Nous respectons peu le temps
Mais ce n’est pas le nombre des horloges décorant une ville ou un pays qui peut servir d’un quelconque indicateur du souci national pour le temps. Ni la religion semble-t-il. Et ce n’est pas parce qu’on a une horloge qu’on a le temps. Et ce n’est pas parce qu’on a plusieurs horloges, qu’on a davantage de temps.
Il en est des domaines où il faut des heures et même des journées entières pour effectuer les tâches les plus élémentaires parce qu’il y a des cultures où une minute n’est pas nécessairement faite de 60 secondes et où, comme dirait Proust, les heures ne sont égales entre elles que pour une horloge.

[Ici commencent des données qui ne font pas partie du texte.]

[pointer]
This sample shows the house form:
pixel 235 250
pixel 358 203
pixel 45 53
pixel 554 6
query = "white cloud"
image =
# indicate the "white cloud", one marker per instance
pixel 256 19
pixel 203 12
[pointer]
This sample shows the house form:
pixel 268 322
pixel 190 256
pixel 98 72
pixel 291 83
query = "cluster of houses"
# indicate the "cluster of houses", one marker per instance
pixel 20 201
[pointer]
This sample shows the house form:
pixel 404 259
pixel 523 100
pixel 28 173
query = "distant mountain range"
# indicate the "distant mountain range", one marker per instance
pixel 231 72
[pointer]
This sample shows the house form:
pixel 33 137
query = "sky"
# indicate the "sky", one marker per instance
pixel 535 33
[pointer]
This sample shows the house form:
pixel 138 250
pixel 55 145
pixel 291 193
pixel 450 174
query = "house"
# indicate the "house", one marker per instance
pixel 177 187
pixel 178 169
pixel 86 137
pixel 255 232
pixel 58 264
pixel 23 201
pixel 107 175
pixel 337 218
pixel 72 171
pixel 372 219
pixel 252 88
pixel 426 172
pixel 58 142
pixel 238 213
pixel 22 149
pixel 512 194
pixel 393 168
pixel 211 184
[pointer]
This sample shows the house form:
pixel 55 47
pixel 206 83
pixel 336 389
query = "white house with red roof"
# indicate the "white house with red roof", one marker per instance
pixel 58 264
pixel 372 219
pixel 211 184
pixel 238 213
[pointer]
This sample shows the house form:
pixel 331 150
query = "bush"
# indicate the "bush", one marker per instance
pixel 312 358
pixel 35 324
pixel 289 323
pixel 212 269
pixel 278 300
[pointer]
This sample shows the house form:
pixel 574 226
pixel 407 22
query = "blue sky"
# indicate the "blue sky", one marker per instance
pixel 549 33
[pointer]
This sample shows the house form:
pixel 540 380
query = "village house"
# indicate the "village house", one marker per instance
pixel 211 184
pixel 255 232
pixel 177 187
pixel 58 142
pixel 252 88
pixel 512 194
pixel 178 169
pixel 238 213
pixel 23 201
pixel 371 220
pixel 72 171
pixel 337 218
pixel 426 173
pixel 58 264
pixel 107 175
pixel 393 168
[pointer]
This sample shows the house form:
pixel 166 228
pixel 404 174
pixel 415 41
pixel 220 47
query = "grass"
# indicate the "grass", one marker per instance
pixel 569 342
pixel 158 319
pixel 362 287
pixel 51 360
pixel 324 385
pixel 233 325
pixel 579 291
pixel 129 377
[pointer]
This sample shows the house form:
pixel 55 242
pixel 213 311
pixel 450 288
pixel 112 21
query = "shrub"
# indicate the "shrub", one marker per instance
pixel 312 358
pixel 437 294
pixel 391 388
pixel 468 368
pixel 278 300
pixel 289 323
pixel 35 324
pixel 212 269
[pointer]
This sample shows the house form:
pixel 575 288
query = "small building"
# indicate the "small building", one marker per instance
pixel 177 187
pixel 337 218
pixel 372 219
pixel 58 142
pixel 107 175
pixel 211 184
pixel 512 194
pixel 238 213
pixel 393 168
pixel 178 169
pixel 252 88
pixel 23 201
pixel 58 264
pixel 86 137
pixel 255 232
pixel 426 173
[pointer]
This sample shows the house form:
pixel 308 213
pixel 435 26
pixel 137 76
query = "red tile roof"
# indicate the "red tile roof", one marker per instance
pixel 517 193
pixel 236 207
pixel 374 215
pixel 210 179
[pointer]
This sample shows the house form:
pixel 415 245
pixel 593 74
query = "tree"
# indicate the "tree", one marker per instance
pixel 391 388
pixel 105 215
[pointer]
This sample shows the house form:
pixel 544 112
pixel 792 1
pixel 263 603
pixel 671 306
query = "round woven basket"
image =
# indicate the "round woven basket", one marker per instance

Pourtant notre pays aujourd’hui a grand besoin d’un redoublement de vigilance, de régularité, de rectitude, d’ordre, de soin au travail et surtout de ponctualité. Si certains considèrent que ces valeurs nous viennent d’ailleurs, et même, dans certains cas, sont médiévales[1], il est temps pour nous de les considérer comme partie prenante de notre culture du travail.
Entre-temps, on parle de gagner du temps. Gagner quel temps ? Alors qu’il n’y aura jamais plus de 24 heures par jour. On croit passer le temps, alors que c’est le temps qui nous voit passer. On perd du temps alors que la seule chose à perdre c’est notre usage de ce temps. Allez dire aux sans-travail que le temps c’est de l’argent.
Et on continue à dire que la vie est courte alors que rien n’est plus long à vivre qu’une vie.
1: Engammare, M. (2004). L’Ordre du temps, L’invention de la ponctualité au XVIe siècle, Genève : Droz.